The Giveaway ends tonight! I'll be locking the Qualified thread _really_ soon. Any last minute entries should happen now! :T


Good luck to everyone. Someone is going to enjoy winning this. :bigsmile:


----------



## Todd Anderson (Jul 24, 2009)

The Qualification thread is locked... now to start reviewing submissions!

Stay tuned!


----------



## bokeh (Nov 13, 2013)

Todd Anderson said:


> The Qualification thread is locked... now to start reviewing submissions!
> 
> Stay tuned!


I thought this was the thread to post to qualify! Confusing why there are two threads with almost identical titles. Silly mobile viewing shows only the first 4-5 words of the title. Did I not get entered then?


----------



## Todd Anderson (Jul 24, 2009)

bokeh said:


> I thought this was the thread to post to qualify! Confusing why there are two threads with almost identical titles. Silly mobile viewing shows only the first 4-5 words of the title. Did I not get entered then?
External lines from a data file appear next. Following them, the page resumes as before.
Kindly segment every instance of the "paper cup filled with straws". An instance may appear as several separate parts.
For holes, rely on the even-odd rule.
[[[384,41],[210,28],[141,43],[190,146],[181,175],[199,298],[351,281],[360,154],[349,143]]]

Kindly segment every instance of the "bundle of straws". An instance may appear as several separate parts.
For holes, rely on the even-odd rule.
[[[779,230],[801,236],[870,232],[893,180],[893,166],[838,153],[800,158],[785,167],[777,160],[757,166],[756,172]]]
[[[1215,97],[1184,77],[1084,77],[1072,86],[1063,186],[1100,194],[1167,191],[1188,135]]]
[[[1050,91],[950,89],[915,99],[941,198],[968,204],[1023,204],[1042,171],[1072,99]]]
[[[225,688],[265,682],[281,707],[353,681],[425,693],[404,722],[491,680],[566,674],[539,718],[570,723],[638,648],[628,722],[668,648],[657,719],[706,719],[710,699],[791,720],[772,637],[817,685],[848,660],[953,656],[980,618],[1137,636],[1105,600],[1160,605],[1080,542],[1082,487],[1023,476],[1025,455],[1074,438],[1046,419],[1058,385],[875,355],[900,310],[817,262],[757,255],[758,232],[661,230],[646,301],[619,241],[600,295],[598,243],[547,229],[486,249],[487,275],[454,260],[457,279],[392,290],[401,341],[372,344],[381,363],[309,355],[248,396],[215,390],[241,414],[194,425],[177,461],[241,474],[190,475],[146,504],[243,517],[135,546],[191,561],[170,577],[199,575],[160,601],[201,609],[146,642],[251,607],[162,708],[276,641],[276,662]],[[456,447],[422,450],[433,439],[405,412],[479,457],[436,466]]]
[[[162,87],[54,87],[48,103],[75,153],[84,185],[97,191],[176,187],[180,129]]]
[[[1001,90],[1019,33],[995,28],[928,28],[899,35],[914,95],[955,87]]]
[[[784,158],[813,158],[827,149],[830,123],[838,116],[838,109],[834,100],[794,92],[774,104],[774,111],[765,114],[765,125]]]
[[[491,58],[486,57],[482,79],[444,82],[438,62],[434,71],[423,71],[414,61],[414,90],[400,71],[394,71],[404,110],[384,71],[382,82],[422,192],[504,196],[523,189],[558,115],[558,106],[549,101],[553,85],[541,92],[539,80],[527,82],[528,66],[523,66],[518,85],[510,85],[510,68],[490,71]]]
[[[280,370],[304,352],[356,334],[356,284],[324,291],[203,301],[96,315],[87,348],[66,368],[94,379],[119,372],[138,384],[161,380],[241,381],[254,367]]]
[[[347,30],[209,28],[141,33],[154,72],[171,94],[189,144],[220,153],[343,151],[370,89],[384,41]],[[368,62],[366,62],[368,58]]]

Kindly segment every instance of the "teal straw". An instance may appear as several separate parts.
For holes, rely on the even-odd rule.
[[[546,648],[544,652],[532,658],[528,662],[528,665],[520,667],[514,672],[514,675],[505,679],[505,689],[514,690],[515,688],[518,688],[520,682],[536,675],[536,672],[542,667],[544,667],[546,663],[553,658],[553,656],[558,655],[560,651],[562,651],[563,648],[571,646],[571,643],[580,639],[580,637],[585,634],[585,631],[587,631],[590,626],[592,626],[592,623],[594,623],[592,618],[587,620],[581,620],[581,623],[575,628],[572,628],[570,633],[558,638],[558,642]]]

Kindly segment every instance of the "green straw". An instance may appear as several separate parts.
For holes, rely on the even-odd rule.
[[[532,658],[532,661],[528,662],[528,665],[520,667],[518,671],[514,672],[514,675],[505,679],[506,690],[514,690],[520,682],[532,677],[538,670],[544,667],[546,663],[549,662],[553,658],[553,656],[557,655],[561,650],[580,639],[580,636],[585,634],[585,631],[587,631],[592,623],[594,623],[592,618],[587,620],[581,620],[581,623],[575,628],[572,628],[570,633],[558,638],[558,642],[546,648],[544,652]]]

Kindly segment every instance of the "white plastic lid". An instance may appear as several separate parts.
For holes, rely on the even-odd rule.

No worries, it can be a tad confusing if you're on mobile. I found your qualified post and moved it over to the qualification thread. You're good for the drawing! :T


----------



## bokeh (Nov 13, 2013)

Todd Anderson said:


> No worries, it can be a tad confusing if you're on mobile. I found your qualified post and moved it over to the qualification thread. You're good for the drawing! :T


Thanks Todd


----------